Open MPI logo

Open MPI User's Mailing List Archives

  |   Home   |   Support   |   FAQ   |   all Open MPI User's mailing list

Subject: Re: [OMPI users] Infiniband performance Problem and stalling
From: Yevgeny Kliteynik (kliteyn_at_[hidden])
Date: 2012-09-09 04:18:03


Randolph,

On 9/7/2012 7:43 AM, Randolph Pullen wrote:
> Yevgeny,
> The ibstat results:
> CA 'mthca0'
> CA type: MT25208 (MT23108 compat mode)

What you have is InfiniHost III HCA, which is 4x SDR card.
This card has theoretical peak of 10 Gb/s, which is 1GB/s in IB bit coding.

> And more interestingly, ib_write_bw:
> Conflicting CPU frequency values detected: 1600.000000 != 3301.000000
>
> What does Conflicting CPU frequency values mean?
>
> Examining the /proc/cpuinfo file however shows:
> processor : 0
> cpu MHz : 3301.000
> processor : 1
> cpu MHz : 3301.000
> processor : 2
> cpu MHz : 1600.000
> processor : 3
> cpu MHz : 1600.000
>
> Which seems oddly wierd to me...

You need to have all the cores running at highest clock to get better numbers.
May be you have power governor not set to optimal performance on these machines.
Google for "Linux CPU scaling governor" to get more info on this subject, or
contact your system admin and ask him to take care of the CPU frequencies.
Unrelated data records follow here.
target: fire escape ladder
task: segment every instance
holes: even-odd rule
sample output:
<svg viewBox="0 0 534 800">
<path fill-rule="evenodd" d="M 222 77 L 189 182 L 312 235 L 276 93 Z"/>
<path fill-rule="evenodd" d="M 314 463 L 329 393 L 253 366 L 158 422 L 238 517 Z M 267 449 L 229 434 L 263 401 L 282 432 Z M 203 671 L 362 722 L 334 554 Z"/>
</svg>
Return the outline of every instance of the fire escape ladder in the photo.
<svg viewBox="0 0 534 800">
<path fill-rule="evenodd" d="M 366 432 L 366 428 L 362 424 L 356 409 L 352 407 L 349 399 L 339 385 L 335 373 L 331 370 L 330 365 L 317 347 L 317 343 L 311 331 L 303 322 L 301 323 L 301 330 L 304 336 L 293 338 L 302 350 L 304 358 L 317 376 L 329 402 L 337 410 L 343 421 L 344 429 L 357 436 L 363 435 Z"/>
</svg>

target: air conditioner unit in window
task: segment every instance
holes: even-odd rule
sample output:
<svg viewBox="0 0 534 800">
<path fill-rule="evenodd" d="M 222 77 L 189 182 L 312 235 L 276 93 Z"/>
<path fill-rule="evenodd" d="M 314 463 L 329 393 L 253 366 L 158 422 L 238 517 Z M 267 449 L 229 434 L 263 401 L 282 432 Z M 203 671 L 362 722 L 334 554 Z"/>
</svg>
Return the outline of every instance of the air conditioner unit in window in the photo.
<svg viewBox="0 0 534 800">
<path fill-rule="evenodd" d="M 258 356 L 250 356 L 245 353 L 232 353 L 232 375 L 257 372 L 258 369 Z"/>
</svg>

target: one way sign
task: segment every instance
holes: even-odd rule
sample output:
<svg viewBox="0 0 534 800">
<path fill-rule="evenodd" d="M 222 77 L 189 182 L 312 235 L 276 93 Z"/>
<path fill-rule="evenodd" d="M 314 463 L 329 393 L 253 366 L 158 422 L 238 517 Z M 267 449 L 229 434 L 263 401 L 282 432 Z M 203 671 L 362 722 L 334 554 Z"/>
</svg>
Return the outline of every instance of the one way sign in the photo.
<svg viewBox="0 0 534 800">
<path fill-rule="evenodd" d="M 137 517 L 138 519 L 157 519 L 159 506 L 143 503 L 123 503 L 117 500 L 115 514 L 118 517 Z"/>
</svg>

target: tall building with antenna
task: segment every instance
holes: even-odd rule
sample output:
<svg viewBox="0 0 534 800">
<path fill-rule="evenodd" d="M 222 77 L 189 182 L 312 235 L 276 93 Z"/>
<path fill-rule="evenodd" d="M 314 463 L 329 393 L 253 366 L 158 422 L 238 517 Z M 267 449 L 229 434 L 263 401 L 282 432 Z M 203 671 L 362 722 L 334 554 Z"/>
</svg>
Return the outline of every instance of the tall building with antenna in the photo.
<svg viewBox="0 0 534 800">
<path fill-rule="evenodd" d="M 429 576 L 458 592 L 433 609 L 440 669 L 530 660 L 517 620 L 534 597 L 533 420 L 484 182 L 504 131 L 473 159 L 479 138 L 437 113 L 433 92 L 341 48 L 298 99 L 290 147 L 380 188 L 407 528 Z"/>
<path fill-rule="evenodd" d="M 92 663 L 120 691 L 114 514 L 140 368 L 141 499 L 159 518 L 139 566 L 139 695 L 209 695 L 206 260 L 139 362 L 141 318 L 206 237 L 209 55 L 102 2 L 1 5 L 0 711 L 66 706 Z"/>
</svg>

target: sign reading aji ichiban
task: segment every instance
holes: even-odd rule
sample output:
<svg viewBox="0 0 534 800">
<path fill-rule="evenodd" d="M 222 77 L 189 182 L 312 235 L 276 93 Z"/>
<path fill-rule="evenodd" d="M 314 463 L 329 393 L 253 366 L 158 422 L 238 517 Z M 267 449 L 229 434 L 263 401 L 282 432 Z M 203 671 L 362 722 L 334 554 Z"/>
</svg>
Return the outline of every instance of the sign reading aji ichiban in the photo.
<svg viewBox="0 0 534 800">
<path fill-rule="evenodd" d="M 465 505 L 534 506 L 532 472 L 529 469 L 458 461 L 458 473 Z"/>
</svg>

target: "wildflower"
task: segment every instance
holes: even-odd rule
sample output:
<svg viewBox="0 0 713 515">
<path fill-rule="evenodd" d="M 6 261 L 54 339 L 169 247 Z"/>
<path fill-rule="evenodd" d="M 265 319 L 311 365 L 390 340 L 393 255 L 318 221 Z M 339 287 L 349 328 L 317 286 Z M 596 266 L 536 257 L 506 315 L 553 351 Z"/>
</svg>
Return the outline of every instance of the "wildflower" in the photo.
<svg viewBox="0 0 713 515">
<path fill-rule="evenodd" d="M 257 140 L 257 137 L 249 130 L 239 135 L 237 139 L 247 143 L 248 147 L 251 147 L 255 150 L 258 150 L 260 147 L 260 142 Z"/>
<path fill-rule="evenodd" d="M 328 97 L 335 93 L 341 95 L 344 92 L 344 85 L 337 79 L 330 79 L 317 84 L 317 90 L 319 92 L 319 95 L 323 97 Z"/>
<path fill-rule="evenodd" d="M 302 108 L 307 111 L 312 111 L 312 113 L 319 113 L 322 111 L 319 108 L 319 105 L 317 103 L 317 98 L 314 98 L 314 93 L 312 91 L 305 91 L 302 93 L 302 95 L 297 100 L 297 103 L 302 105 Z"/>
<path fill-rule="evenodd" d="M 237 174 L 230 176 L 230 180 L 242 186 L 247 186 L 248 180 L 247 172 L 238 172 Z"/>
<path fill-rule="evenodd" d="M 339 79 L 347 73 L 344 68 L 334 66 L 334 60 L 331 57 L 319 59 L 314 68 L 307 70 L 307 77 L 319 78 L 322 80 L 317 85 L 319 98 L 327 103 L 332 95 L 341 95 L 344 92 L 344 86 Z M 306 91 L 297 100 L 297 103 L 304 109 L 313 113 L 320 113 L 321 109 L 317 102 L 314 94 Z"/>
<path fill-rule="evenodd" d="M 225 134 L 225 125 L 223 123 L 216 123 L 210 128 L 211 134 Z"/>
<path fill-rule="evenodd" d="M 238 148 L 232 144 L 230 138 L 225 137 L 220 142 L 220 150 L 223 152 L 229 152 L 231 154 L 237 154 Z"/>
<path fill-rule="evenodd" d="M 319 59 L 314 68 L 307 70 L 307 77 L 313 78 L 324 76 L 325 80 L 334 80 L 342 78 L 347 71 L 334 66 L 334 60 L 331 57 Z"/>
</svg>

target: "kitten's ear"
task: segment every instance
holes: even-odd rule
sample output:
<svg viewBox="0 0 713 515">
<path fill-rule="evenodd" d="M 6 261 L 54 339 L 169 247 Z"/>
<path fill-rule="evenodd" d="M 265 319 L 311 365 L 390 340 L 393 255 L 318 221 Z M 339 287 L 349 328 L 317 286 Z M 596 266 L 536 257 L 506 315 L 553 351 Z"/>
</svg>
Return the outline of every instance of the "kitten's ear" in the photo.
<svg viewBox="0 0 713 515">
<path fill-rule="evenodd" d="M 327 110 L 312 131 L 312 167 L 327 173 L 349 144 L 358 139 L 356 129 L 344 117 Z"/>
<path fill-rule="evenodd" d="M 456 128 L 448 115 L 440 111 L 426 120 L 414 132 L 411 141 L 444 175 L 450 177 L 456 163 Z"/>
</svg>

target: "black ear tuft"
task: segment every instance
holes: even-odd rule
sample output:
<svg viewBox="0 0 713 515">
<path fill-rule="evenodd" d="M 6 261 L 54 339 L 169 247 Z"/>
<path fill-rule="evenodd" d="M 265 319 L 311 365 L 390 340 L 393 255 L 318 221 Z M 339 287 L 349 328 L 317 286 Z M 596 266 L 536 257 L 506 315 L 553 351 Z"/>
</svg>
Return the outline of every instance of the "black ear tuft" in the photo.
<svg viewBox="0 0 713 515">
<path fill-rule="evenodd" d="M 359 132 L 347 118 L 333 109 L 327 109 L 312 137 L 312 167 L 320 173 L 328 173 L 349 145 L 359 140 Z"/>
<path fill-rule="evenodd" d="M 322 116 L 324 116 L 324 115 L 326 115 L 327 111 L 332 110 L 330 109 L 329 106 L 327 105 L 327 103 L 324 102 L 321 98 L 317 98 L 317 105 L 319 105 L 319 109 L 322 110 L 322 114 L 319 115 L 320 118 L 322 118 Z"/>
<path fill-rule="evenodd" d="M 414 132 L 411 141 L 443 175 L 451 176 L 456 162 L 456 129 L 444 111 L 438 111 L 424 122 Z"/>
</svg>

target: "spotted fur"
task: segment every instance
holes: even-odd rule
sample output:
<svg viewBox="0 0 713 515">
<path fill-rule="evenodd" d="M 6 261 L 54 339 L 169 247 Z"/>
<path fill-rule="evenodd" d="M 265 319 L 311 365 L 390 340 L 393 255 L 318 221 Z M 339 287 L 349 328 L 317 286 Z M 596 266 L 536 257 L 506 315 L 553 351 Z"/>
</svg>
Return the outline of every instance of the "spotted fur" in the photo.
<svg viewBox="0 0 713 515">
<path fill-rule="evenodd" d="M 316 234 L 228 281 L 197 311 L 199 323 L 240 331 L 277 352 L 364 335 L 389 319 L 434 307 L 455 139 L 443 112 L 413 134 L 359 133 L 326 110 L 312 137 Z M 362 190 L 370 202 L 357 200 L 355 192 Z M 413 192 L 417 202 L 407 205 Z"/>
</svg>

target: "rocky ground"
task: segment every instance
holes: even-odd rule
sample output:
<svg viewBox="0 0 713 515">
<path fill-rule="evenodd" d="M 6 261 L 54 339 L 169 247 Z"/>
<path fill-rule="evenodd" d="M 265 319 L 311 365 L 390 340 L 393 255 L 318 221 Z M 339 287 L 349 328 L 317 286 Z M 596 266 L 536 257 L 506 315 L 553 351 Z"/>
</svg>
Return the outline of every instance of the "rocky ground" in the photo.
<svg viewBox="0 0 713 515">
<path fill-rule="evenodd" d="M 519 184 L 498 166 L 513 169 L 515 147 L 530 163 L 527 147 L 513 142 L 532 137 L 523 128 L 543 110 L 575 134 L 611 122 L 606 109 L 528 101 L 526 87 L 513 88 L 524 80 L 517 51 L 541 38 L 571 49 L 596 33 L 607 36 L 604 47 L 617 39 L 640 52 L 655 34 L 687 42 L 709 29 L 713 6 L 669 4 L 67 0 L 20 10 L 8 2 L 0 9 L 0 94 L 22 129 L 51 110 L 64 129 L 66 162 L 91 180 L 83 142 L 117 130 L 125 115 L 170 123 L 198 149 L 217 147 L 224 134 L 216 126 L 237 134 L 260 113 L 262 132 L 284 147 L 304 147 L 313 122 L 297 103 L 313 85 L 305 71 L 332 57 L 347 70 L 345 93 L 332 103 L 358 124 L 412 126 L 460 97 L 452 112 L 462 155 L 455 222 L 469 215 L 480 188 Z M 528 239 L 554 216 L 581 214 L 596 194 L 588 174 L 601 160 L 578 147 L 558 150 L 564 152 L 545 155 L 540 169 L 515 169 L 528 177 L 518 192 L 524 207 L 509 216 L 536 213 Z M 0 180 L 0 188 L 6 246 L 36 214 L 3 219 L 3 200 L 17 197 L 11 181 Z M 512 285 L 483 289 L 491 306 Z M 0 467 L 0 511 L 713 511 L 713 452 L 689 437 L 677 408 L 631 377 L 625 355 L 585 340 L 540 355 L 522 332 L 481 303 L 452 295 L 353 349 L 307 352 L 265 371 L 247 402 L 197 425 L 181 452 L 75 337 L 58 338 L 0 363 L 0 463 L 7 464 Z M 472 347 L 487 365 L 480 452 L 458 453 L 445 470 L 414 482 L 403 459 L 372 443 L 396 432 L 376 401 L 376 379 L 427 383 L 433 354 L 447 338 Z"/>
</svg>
Once this is done, check all the pairs of your machines - ensure that you get
a good number with ib_write_br.
Note that if you have a slower machine in the cluster, general application
performance will suffer from this.
 
> > On 8/31/2012 10:53 AM, Randolph Pullen wrote:
> > > (reposted with consolidatedinformation)
> > > I have a test rig comprising 2 i7 systems 8GB RAM with Melanox III HCA 10G cards
> > > running Centos 5.7 Kernel 2.6.18-274
> > > Open MPI 1.4.3
> > > MLNX_OFED_LINUX-1.5.3-1.0.0.2 (OFED-1.5.3-1.0.0.2):
> > > On a Cisco 24 pt switch
> > > Normal performance is:
> > > $ mpirun --mca btl openib,self -n 2 -hostfile mpi.hosts PingPong
> > > results in:
> > > Max rate = 958.388867 MB/sec Min latency = 4.529953 usec
> > > and:
> > > $ mpirun --mca btl tcp,self -n 2 -hostfile mpi.hosts PingPong
> > > Max rate = 653.547293 MB/sec Min latency = 19.550323 usec

These numbers look fine - 958 MB/s on IB is close to theoretical limit.
654 MB/s for IPoIB look fine too.

> > > My problem is I see better performance under IPoIB then I do on native IB (RDMA_CM).

I don't see this in your numbers. What do I miss?

> > > My understanding is that IPoIB is limited to about 1G/s so I am at a loss to know why it is faster.

Again, I see IPoIB performance under 1 GB/s.

> > > And this one produces similar run times but seems to degrade with repeated cycles:
> > > mpirun --mca btl_openib_eager_limit 64 --mca mpi_leave_pinned 1 --mca btl openib,self -H vh2,vh1 -np 9 --bycore prog
>
> You're running 9 ranks on two machines, but you're using IB for intra-node communication.
> Is it intentional? If not, you can add "sm" btl and have performance improved.

Also, don't forget to include "sm" btl if you have more than 1 MPI rank per node.

-- YK